Third, a note on McCain, since he's clearly the biggest story here. I watched a bit of his victory speech, and he made a point to state that he deeply respected the Democrats and their volunteers because they are doing what they believe is best for the country, just like him. It's an obvious sentiment, but think about it - could you see any other candidate making a statement like that? Obama, maybe, but beyond that? Especially at this stage of the game, when candidates are trying to make appeals to their conservative/liberal base? This is why I'm conflicted about McCain. On the one hand, he's the most agreeable Republican - he's hard right, but he's a smart hard right, and I guess I can forgive him for the obnoxious Woodstock crack that I've been holding against him since he made it. I wouldn't complain too loudly about a McCain victory in November. On the other hand, he's about the only Republican at this point that could beat Randomly Selected Democrat in November.

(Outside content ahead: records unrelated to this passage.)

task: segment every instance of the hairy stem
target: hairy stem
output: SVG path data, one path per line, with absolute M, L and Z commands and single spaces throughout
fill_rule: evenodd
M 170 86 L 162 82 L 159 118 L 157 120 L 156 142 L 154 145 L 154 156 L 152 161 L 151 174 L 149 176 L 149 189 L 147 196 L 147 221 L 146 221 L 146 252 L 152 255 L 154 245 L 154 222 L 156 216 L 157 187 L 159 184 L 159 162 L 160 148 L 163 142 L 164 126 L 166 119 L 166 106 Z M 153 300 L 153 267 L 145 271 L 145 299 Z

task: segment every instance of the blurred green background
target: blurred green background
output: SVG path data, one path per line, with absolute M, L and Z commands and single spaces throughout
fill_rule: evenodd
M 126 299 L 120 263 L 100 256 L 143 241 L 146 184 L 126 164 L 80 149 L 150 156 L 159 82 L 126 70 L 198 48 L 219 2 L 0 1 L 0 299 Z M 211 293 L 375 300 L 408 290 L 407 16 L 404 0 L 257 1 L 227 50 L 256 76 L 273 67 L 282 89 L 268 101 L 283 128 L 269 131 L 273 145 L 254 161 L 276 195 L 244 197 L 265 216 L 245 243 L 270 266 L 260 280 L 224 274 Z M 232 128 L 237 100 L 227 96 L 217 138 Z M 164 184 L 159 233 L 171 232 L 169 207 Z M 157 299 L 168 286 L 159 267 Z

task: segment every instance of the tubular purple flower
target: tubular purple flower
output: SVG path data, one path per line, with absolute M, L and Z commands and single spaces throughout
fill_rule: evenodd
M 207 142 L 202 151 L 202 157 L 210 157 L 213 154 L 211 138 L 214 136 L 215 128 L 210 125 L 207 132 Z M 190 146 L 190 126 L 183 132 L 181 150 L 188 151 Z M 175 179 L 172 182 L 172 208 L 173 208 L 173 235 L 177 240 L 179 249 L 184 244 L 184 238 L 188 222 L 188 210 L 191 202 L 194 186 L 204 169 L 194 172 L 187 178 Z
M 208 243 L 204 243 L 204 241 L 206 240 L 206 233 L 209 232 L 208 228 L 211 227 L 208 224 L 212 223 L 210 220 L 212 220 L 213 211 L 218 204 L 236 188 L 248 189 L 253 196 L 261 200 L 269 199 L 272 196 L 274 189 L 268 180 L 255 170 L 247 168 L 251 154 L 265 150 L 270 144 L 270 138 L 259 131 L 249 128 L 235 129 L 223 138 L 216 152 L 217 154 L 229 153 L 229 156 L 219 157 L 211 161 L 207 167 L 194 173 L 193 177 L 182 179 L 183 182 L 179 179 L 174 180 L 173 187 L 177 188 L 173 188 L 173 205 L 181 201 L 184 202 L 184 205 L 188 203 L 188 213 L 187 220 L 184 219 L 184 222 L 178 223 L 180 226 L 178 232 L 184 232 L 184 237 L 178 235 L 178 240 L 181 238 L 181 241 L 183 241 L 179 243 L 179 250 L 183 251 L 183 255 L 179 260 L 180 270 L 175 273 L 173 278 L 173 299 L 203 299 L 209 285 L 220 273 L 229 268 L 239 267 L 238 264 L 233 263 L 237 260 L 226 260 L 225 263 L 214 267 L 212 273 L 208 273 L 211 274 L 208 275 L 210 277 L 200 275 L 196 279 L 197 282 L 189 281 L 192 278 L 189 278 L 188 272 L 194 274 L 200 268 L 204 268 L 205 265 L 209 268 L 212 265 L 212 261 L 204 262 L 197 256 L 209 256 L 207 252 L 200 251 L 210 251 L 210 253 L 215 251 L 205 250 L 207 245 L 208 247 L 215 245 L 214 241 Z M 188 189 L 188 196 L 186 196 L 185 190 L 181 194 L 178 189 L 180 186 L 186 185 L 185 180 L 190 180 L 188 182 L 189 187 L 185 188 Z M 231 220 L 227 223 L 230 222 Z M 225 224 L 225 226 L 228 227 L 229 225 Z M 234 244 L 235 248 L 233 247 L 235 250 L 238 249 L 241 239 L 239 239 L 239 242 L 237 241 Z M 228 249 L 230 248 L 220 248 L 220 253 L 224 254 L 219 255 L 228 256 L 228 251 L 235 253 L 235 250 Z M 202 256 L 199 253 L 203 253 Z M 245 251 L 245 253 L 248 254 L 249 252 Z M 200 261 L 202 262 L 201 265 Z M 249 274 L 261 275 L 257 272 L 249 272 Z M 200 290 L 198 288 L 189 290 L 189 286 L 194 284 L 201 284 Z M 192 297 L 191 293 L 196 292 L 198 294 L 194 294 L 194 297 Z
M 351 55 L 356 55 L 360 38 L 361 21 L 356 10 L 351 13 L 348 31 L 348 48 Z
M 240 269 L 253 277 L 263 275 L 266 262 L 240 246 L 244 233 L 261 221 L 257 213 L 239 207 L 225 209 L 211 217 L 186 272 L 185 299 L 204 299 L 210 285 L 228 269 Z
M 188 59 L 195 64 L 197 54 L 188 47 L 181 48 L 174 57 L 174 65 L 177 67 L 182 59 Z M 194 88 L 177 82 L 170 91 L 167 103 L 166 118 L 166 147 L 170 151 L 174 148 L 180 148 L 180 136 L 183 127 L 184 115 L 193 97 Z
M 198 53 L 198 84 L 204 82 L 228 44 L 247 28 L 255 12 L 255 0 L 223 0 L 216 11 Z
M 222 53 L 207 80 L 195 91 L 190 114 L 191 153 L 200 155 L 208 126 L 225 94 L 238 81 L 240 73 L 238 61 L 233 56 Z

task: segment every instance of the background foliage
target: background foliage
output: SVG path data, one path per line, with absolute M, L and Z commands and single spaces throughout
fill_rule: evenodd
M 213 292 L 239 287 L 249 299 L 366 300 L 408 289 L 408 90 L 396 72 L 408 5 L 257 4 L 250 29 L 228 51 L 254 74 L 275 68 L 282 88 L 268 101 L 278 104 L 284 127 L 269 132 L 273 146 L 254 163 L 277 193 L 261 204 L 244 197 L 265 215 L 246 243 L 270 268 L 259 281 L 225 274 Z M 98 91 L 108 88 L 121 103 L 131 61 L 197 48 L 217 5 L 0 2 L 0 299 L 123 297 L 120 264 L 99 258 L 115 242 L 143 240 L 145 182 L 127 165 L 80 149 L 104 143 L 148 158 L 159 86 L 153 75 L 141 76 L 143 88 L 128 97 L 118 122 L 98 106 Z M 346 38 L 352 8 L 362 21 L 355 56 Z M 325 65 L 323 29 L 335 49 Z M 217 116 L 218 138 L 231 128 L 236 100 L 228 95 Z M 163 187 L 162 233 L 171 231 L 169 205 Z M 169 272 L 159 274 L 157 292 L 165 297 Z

Fourth, if the Dems are down to two (like it seems), I'll be backing Obama. I like Hillary, and I think she's got a brilliant mind for policy, well-thought-out proposals, the know-how to bring her ideas to fruition, and none of the ideologial rigidity that would stand in the way of progress. I would support her if she got the nod, no doubt. But I have to support Obama because a Hillary Clinton administration would probably be run with the same secrecy and cynical partisan politicking that characterized the Bush administration, and we don't need more of that. I trust Obama to be open and conciliatory to the folks across the aisle more than I trust Clinton to do the same. If her campaign can dissuade me from that notion, I'll switch, but until then, I'll support Obama.